In The Promise, Galgut chronicles the decline of post-apartheid South Africa through four funerals over 40 years

“I’m used to not winning – that’s kind of what I’m programmed for, and what I’m braced for,” says the quietly spoken South African novelist Damon Galgut, the morning after he was awarded the Booker prize for his ninth novel, The Promise. He has been shortlisted twice before: in 2003 for The Good Doctor, and in 2010 for In a Strange Room. He finds the whole thing “deeply disquieting” (his mother has helpfully given his contact details to journalists back in South Africa). The ceremony last night felt totally unreal, he says, “as if I’d been hit over the head. Obviously it was a great night for the book, so it is hard to be displeased with that.”
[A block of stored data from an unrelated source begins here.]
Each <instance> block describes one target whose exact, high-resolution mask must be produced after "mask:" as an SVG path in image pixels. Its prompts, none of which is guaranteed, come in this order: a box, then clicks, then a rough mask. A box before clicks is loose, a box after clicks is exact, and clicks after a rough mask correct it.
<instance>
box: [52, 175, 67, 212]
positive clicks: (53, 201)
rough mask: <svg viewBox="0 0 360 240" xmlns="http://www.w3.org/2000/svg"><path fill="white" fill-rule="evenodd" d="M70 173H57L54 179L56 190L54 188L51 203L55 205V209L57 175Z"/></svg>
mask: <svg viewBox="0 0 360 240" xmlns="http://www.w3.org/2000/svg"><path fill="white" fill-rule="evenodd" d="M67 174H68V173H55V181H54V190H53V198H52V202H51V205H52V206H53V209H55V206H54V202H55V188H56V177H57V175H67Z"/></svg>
Slight in person (he’s a committed yogi), the 57-year-old author is serious and courteous in conversation, but the sardonic voice of the novel’s shapeshifting, puckish narrator clearly belongs to him. Written in an innovative style, The Promise tells the story of a white South African family through the device of four funerals over 40 years, chronicling the decline of post-apartheid South Africa. It might be more JM Coetzee than Richard Curtis, but Galgut’s Four Funerals is surprisingly funny. (The family are called Swarts, which means “black” in Afrikaans, “a sort of in-joke”, as he puts it). With the exception of a recent “beating” in the London Review of Books, the novel has been rapturously received. “A surprising number of novelists are very good; few are extraordinary,” began one critic, just warming up.